As the Russians crumbled, the Americans shined. Douglas, Wieber and Raisman finished it off with a trio of exuberant floor routines to stretch their winning margin to 5.06. The U.S. won with 183.596, ahead of Russia (178.530) and Romania (176.414).

The U.S. set the tone for the afternoon immediately, rolling up a huge score on vault punctuated by Maroney's difficult, dazzling Amanar. They hit each of their 12 routines, leading Martha Karolyi -- the coordinator of the U.S. women's program -- to declare them the greatest women's gymnastics team in U.S. history.

That was no small statement. Her husband, Bela Karolyi, coached the Magnificent Seven, who won gold in the 1996 Atlanta Games with Kerri Strug's dramatic vault. That was a beautiful team of individuals, Bela Karolyi said. This one is joined by a single steel backbone, forged through the years devoted to a single goal and to each other.

"It's an incredible feeling, something you've dreamed about since you were little," said Wieber, who was a favorite to win the all-around title before failing Sunday to qualify for the finals. "Standing up there with the gold medal, hearing your country's anthem, it's just indescribable.

"I'll look back and think of all the hard work all five of us put in, and how much of a team we were today, how we all cheered for each other. It was a team effort."

The gold was only the second in Olympic history for the U.S. women's team, which has been building toward it since 1999 -- when the Karolyis instituted the training system credited with making it the most consistent team in the world. Since 2000, the U.S. has won 60 Olympic and world championship medals, nearly twice as many as Russia, its closest competitor.

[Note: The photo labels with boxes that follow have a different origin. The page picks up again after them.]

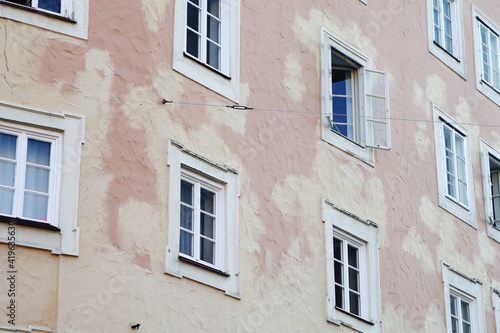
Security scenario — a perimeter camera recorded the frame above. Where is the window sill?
[433,41,460,63]
[179,256,231,277]
[446,194,470,213]
[184,52,231,80]
[335,306,375,326]
[0,0,77,24]
[0,215,61,231]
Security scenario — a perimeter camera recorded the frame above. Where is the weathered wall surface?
[0,0,500,333]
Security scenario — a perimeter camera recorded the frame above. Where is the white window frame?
[442,262,486,333]
[321,28,391,166]
[0,102,85,256]
[0,121,62,228]
[479,139,500,243]
[179,170,225,271]
[432,104,477,228]
[491,287,500,333]
[427,0,467,79]
[322,199,382,333]
[472,6,500,105]
[173,0,240,103]
[165,140,241,299]
[0,0,89,39]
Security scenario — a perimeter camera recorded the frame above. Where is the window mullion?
[193,183,201,260]
[439,0,446,48]
[12,133,28,217]
[200,0,208,64]
[451,128,460,198]
[342,239,351,312]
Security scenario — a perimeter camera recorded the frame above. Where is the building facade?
[0,0,500,333]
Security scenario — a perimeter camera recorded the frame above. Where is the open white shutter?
[486,170,500,227]
[365,69,391,150]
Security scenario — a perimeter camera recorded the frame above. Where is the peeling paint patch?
[283,52,306,103]
[425,74,448,110]
[141,0,171,32]
[403,227,436,273]
[40,40,87,85]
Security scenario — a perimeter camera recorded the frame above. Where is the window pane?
[38,0,61,13]
[25,165,50,193]
[451,318,458,333]
[200,213,215,239]
[186,30,200,58]
[0,188,14,215]
[179,230,193,257]
[332,69,352,96]
[0,133,17,160]
[200,238,215,264]
[207,16,220,44]
[335,286,344,309]
[490,34,500,89]
[347,245,358,268]
[0,161,16,186]
[187,3,200,32]
[200,188,215,214]
[460,300,470,322]
[207,0,220,18]
[333,261,344,285]
[23,193,49,221]
[181,205,193,230]
[332,97,354,140]
[181,180,193,206]
[207,41,220,69]
[443,125,453,150]
[450,295,457,316]
[26,139,51,166]
[333,237,342,260]
[349,268,359,292]
[349,292,359,316]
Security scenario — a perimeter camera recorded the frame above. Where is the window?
[427,0,466,79]
[322,30,391,164]
[165,141,241,298]
[333,232,366,317]
[0,103,84,255]
[323,200,382,332]
[433,105,476,227]
[0,125,61,227]
[0,0,89,39]
[186,0,228,73]
[179,171,224,271]
[442,263,486,333]
[491,288,500,332]
[481,140,500,242]
[174,0,240,102]
[473,6,500,105]
[450,289,473,333]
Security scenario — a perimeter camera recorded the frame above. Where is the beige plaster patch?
[424,304,446,332]
[425,74,448,112]
[292,9,378,66]
[142,0,171,32]
[118,198,164,270]
[75,49,114,109]
[412,82,432,160]
[403,227,436,274]
[283,52,306,103]
[382,304,419,333]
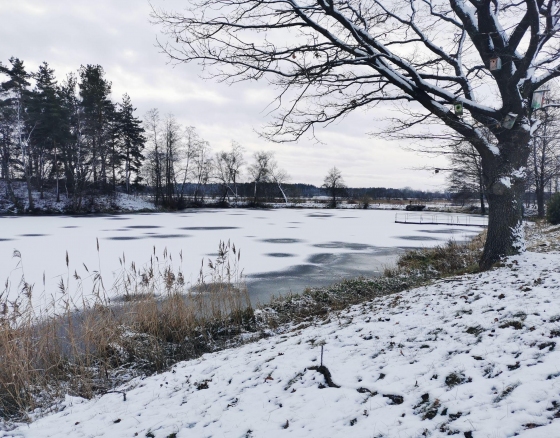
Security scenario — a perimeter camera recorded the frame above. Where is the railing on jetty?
[395,213,488,227]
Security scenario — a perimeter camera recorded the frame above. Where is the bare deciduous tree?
[214,141,245,203]
[529,97,560,218]
[323,166,346,208]
[248,151,274,204]
[153,0,560,268]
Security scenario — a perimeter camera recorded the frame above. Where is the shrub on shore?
[0,236,484,421]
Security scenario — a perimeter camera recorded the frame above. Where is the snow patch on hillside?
[4,245,560,438]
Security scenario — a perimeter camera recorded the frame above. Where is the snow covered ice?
[0,231,560,438]
[0,209,480,305]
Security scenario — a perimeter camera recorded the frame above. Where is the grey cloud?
[0,0,442,189]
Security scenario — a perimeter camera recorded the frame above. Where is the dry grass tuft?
[0,243,254,421]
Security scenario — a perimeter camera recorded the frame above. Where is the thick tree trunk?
[479,130,529,270]
[535,185,544,219]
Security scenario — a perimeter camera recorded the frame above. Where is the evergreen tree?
[28,62,69,201]
[118,94,146,193]
[0,57,35,210]
[79,65,114,191]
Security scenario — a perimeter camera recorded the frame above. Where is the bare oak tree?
[153,0,560,268]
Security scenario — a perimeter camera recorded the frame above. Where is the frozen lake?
[0,209,481,303]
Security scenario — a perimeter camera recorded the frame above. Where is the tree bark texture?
[479,129,530,270]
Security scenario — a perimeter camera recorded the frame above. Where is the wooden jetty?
[395,213,488,227]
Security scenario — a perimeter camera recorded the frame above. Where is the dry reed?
[0,242,253,421]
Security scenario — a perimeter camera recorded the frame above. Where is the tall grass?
[0,242,253,421]
[0,234,485,421]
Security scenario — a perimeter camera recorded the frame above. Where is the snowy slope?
[0,248,560,438]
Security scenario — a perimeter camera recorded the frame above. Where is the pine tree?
[0,58,35,210]
[79,65,113,192]
[28,62,69,201]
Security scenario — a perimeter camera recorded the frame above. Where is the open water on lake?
[0,209,482,305]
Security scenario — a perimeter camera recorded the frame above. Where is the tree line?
[0,58,145,211]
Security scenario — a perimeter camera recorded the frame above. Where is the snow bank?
[6,248,560,438]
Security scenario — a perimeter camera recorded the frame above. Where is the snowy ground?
[0,209,481,304]
[4,226,560,438]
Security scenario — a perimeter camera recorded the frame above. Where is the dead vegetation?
[0,243,254,421]
[0,231,484,421]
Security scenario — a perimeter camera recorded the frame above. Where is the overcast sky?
[0,0,444,190]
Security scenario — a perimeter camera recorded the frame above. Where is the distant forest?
[0,58,448,212]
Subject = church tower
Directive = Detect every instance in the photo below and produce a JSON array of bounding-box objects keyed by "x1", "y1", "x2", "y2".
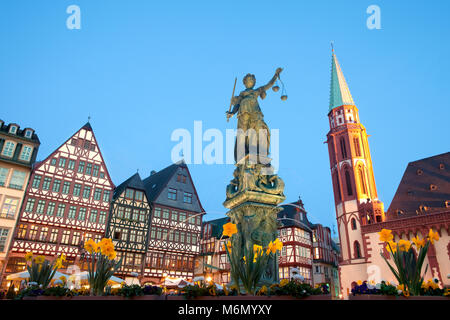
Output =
[{"x1": 327, "y1": 50, "x2": 385, "y2": 294}]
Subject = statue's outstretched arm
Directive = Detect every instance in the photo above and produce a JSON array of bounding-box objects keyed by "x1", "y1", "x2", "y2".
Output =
[{"x1": 258, "y1": 68, "x2": 283, "y2": 91}]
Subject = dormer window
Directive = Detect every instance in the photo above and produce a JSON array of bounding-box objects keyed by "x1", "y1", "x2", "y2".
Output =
[
  {"x1": 3, "y1": 141, "x2": 16, "y2": 158},
  {"x1": 9, "y1": 126, "x2": 17, "y2": 134},
  {"x1": 25, "y1": 129, "x2": 33, "y2": 139},
  {"x1": 19, "y1": 146, "x2": 33, "y2": 161}
]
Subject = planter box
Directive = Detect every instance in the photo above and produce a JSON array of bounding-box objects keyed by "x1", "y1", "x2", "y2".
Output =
[
  {"x1": 23, "y1": 296, "x2": 72, "y2": 300},
  {"x1": 72, "y1": 294, "x2": 165, "y2": 301},
  {"x1": 348, "y1": 294, "x2": 450, "y2": 301},
  {"x1": 167, "y1": 294, "x2": 331, "y2": 301},
  {"x1": 23, "y1": 295, "x2": 165, "y2": 301}
]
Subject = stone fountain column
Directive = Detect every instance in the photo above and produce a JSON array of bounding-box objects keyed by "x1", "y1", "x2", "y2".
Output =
[{"x1": 223, "y1": 155, "x2": 285, "y2": 286}]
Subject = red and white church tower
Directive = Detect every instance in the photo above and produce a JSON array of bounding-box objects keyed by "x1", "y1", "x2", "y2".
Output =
[
  {"x1": 327, "y1": 50, "x2": 385, "y2": 295},
  {"x1": 6, "y1": 122, "x2": 114, "y2": 274}
]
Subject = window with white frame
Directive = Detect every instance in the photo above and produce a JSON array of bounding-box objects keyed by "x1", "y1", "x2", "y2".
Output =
[
  {"x1": 0, "y1": 197, "x2": 19, "y2": 219},
  {"x1": 3, "y1": 141, "x2": 16, "y2": 158},
  {"x1": 9, "y1": 170, "x2": 27, "y2": 190},
  {"x1": 0, "y1": 228, "x2": 9, "y2": 252},
  {"x1": 19, "y1": 146, "x2": 33, "y2": 161},
  {"x1": 0, "y1": 167, "x2": 9, "y2": 187},
  {"x1": 25, "y1": 130, "x2": 33, "y2": 139}
]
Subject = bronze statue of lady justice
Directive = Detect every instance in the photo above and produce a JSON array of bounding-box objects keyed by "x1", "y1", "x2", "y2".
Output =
[{"x1": 226, "y1": 68, "x2": 287, "y2": 162}]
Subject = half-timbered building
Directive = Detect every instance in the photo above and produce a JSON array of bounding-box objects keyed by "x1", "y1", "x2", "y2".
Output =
[
  {"x1": 194, "y1": 217, "x2": 230, "y2": 284},
  {"x1": 0, "y1": 120, "x2": 40, "y2": 283},
  {"x1": 309, "y1": 223, "x2": 340, "y2": 297},
  {"x1": 278, "y1": 199, "x2": 312, "y2": 284},
  {"x1": 106, "y1": 173, "x2": 151, "y2": 278},
  {"x1": 6, "y1": 123, "x2": 114, "y2": 273},
  {"x1": 143, "y1": 161, "x2": 205, "y2": 283}
]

The country's best gymnasts assemble for frequent training sessions at the Karolyi ranch outside Houston, where they live together in cabins and their coaches work together as a group. All those coaches were on the sidelines Tuesday in London, pumping their fists, hugging their gymnasts and leaping nearly as high as the athletes.

Maroney had one job Tuesday: to perform the world's best vault flawlessly. She caught big air off the vaulting table and stuck the landing for a score of 16.233, immediately sending a signal that the afternoon would belong to the Americans.

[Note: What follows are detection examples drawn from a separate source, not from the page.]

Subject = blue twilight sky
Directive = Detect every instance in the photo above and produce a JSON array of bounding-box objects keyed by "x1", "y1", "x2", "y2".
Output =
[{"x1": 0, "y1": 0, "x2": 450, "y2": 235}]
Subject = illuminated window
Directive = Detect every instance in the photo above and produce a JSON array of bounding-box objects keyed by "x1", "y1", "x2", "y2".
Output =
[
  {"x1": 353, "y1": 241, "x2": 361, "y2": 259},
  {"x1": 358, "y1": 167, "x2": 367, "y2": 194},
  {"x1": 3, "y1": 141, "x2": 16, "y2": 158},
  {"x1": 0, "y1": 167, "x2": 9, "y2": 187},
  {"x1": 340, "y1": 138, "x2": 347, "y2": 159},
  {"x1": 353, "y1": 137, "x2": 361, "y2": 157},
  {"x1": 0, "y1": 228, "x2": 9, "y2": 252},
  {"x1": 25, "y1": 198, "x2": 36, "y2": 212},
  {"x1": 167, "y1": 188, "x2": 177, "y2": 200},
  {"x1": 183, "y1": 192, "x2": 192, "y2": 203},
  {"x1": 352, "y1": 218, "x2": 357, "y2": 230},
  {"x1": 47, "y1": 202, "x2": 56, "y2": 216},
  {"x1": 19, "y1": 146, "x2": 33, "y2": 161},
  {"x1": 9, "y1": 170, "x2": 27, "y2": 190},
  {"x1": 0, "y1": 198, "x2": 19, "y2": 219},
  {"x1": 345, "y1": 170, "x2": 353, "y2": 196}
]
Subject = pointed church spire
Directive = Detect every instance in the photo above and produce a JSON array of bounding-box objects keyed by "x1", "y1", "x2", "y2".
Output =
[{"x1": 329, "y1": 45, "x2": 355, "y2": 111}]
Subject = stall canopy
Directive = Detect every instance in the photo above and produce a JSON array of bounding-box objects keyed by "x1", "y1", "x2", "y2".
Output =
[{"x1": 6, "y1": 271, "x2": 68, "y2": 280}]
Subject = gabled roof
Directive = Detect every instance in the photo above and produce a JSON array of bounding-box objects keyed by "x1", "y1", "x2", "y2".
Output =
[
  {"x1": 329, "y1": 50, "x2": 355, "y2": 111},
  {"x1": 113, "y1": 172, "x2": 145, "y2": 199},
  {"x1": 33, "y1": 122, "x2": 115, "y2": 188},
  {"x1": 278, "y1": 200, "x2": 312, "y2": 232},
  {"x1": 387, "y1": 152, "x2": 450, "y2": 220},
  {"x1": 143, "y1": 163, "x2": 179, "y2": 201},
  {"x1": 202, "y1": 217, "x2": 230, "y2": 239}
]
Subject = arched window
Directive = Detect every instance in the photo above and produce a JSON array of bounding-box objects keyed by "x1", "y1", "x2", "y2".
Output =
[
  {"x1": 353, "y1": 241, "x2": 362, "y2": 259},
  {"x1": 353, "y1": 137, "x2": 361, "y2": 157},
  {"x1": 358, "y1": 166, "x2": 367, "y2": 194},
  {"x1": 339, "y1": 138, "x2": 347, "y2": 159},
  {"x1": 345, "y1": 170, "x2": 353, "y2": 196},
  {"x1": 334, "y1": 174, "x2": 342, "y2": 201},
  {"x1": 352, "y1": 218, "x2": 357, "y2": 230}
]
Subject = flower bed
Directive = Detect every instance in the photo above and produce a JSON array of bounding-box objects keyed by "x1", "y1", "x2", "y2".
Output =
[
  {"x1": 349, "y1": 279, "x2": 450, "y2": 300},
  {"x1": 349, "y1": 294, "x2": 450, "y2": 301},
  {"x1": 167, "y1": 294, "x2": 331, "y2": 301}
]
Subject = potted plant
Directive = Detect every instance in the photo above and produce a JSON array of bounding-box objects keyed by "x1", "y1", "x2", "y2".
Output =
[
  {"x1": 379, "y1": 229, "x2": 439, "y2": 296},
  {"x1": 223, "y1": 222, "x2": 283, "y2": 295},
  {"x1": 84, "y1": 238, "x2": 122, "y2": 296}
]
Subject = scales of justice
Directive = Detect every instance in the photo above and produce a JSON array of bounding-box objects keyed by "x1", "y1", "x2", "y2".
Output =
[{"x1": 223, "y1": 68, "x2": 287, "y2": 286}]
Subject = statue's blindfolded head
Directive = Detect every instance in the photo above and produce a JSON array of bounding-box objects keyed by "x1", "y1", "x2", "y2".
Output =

The U.S. never trailed, posting the highest score on three of the four events. Their routines were nearly perfect, each one ending with a group hug and a slew of high fives and fist pumps. Wieber shook off her disappointment and earned the day's third-highest score on vault and fourth-highest score on floor, fulfilling her desire to come through for her team.

Martha Karolyi expected nothing less, knowing Wieber is a fighter. That same strength defines all five teammates, she said. When they earned the top score on balance beam with three assured, elegant routines, Karolyi said she knew the medal was in their hands.

So did Bela, in part because of what he saw behind them. The Russians began to wobble on the beam, and he sensed they were on the edge.

"The moment they started to shake," he said, "I knew they were going to go down."

They did, landing with a thud on floor exercise. Anastasia Grishina botched two landings on her tumbling passes and wept in her coach's arms. Kseniia Afanaseva under-rotated one of her landings and fell to her knees.

Karolyi also knew the Americans would not fold. At the ranch, Martha routinely created the same kind of environment, pumping in crowd noise and putting her gymnasts under extreme pressure. That was designed to prepare them just for this moment.

They proved how well it worked with their joyful floor routines. Raisman and Wieber said they were stunned by the five-point margin. Bela Karolyi beamed. And Martha Karolyi let her tears flow, for herself and for her team.

"It's a fantastic feeling, overwhelming," she said. "Certainly we had this in our mind, but we never spelled it out. We always said we were fighting for a place on the podium, but certainly, you would like to get on the highest step. And it happened."